In the same way teachers, with all their passion and love for students and learning, are stuck in a machine that prevents them from doing what they love. Choice about what to teach and how to teach it is made by bureaucrats and politicians. Our schooling is geared towards an economy that doesn’t exist anymore and the teachers that could make a difference are stifled by the need to teach certain things and have students memorize certain facts. Education has become memorization instead of knowledge, discipline instead of creativity.
I hated most subjects in school, but many of them I love now. I don’t think it is because I grew up, I think it is because I am no longer having them shoved in my face in a terrible institution. Forcing students to go to a prison-like building early in the morning and droning facts at them about subjects they aren’t interested in at the time has got to be the worst way to teach. I think some form of education is universally necessary, but I don’t think it needs to be standardized or executed in the way it is now. Most social institutions have undergone radical change over the last century, this change is not just in content but in character and operation. Public schools have not, they operate in the same basic ways they have for 100 years, even if the actual facts being taught now differ.

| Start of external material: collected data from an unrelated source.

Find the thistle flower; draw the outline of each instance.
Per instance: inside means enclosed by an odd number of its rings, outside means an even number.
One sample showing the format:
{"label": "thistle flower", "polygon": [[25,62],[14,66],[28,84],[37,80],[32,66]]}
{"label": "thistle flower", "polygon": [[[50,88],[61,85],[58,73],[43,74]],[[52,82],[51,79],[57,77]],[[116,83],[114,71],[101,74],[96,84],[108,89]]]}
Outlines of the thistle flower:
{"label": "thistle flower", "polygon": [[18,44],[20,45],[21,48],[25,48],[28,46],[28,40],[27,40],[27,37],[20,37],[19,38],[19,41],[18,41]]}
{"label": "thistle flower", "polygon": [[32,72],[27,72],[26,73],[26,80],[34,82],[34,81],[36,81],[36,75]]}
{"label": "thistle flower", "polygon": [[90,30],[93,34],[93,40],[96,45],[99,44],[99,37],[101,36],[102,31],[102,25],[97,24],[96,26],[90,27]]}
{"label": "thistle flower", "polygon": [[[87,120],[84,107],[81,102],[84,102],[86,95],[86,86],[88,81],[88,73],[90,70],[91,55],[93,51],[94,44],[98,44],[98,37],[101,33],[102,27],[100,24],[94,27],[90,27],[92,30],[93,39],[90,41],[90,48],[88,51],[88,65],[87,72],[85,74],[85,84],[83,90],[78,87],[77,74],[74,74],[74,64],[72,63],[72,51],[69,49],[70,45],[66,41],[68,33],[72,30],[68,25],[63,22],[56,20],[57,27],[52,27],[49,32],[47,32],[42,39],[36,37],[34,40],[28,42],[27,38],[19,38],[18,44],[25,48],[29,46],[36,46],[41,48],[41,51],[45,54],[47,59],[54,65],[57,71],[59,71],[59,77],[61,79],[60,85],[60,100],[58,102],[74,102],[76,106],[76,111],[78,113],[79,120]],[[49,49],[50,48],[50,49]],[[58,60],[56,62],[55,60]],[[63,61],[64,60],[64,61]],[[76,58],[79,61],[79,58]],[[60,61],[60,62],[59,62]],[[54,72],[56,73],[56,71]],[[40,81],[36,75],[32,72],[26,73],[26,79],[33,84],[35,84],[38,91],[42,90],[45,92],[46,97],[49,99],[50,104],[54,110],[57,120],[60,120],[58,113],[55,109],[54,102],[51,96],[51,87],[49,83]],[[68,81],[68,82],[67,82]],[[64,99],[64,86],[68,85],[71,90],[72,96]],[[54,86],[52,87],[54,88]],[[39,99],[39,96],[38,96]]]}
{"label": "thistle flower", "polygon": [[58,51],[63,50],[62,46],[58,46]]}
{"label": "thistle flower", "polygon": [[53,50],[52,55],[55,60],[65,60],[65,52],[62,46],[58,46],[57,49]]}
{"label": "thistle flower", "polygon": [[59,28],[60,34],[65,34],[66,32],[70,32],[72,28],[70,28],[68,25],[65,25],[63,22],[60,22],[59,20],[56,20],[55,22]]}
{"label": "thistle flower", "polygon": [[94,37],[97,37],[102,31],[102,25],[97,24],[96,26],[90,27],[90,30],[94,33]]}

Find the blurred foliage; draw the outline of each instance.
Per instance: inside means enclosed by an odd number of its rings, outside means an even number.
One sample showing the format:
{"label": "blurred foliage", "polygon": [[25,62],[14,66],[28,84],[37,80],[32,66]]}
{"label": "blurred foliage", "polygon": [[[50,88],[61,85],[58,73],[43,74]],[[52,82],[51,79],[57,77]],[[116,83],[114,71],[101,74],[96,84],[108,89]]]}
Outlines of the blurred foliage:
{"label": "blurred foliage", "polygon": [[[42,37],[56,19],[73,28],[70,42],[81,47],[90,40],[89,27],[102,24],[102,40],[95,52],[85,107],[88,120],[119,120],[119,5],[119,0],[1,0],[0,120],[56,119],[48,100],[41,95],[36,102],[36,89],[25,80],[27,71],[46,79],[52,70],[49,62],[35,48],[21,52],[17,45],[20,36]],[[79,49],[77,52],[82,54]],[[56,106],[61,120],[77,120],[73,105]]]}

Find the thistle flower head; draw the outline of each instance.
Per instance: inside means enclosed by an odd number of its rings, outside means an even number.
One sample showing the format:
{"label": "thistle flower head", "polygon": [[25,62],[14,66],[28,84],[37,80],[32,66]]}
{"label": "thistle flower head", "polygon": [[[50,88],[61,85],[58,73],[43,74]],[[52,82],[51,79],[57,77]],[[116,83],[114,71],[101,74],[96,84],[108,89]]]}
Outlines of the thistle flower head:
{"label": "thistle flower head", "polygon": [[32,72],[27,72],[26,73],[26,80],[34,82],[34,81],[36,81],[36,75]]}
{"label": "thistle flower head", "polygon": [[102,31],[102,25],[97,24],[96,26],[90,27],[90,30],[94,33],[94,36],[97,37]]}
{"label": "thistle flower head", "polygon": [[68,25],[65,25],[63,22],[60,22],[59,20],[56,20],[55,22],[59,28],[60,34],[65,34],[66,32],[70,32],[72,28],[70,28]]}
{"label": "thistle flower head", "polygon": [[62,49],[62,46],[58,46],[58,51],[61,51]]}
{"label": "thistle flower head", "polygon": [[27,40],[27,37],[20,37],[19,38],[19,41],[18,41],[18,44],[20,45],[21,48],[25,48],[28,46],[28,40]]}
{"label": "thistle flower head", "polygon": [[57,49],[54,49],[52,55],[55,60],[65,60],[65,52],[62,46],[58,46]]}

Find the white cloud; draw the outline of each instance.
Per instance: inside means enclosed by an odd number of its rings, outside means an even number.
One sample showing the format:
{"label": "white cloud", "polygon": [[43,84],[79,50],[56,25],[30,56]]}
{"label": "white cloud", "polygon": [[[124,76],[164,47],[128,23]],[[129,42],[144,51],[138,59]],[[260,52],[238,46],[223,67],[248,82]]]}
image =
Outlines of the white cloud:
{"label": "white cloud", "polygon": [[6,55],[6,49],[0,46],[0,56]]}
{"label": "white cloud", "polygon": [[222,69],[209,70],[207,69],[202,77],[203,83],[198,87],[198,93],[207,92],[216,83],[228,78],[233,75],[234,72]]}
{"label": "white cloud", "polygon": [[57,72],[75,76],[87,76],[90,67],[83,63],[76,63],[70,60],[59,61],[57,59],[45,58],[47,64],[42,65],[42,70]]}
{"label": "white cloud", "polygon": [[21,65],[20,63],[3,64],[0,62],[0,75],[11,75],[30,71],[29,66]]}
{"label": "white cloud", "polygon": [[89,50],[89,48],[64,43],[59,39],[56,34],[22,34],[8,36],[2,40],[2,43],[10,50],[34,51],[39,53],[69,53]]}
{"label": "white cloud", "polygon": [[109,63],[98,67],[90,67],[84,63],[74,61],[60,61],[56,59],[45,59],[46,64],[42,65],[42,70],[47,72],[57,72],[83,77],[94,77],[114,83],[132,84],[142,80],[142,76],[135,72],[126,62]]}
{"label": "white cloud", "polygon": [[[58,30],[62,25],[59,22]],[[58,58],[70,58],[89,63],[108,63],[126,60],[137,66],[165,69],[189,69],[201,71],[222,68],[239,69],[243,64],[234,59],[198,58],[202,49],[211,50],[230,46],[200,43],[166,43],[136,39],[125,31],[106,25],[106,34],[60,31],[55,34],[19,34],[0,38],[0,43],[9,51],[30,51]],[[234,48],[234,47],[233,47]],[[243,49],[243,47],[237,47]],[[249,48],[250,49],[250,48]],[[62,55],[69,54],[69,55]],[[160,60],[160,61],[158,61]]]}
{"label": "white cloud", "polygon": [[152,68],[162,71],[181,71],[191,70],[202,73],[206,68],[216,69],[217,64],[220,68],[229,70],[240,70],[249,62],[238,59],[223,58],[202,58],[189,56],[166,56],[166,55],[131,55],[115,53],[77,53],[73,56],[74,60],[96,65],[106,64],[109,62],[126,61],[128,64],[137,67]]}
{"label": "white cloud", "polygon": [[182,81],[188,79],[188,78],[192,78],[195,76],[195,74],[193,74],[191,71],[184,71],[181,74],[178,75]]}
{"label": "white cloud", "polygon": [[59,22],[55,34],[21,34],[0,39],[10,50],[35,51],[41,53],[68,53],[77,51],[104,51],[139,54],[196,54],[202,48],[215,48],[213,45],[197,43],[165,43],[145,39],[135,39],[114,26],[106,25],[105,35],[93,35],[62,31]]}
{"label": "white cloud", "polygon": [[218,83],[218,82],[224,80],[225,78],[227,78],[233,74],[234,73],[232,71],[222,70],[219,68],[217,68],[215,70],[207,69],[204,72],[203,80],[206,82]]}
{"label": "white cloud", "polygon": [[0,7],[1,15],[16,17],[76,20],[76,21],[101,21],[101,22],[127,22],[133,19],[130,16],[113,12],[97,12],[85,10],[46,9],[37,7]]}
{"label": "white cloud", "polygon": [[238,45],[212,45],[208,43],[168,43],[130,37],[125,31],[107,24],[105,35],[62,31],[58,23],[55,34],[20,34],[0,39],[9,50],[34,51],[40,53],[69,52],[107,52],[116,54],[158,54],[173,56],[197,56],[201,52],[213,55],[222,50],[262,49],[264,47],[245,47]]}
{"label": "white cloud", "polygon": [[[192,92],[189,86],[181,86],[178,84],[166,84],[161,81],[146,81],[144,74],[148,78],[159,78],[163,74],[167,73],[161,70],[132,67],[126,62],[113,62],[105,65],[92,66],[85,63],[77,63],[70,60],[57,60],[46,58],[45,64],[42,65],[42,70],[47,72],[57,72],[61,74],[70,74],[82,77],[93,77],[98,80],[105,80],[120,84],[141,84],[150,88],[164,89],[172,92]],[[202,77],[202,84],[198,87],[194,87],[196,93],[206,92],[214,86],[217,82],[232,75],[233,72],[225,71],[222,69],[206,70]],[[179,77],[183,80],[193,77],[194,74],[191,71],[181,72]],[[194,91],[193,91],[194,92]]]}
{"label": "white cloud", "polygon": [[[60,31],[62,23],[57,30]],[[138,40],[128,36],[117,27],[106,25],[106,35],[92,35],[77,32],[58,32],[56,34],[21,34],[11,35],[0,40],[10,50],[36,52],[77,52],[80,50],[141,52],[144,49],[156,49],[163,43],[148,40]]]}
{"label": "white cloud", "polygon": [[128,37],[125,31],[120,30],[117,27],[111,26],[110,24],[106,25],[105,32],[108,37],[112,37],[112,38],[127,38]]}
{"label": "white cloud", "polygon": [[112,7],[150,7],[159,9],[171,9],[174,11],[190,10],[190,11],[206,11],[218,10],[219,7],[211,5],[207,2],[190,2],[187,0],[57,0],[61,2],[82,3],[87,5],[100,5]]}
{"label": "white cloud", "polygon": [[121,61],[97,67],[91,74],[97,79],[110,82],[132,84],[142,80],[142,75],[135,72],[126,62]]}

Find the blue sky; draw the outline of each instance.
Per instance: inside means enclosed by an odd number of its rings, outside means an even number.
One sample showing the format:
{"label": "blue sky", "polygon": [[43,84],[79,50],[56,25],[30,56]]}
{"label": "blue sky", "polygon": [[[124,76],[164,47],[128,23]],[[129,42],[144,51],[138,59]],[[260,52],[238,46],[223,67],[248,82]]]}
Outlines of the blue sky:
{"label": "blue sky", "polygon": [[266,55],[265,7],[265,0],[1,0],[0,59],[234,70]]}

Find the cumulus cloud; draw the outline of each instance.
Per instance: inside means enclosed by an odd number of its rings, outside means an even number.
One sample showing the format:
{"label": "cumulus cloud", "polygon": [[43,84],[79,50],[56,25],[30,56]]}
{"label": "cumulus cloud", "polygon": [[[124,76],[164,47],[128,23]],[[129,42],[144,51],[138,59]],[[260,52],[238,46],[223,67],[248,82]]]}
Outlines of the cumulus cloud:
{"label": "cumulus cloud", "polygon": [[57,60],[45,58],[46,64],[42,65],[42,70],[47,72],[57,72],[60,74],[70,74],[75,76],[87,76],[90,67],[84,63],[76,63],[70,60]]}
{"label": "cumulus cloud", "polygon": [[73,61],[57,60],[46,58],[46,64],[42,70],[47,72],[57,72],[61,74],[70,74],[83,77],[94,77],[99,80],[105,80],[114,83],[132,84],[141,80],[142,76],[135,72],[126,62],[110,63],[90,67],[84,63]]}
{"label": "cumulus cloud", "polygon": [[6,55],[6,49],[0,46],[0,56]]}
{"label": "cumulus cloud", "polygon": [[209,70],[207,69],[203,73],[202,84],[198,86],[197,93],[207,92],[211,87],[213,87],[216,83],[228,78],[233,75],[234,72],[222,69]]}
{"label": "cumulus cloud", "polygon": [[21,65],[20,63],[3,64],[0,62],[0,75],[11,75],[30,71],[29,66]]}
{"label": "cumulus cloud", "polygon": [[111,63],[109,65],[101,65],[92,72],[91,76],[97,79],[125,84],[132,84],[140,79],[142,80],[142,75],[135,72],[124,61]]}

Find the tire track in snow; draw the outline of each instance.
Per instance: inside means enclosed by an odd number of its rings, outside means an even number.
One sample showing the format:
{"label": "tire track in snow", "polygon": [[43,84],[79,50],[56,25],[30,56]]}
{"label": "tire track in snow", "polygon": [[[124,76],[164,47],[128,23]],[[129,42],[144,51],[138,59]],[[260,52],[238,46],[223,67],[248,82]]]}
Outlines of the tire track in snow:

You can support teachers and the belief in education accessible to everyone and still be against how our schools are set up. Just like you can be for the soldiers and a belief in self-defense but be against our foreign policy. The problem isn’t the teachers or soldiers, education or self-defense, the problem is the institutions that govern them don’t have incentives that align with the goals. The bureaucrats, crony capitalists, and the politicians are the problem, and as soon as we get them out of education the better it will be for students, teachers, and society.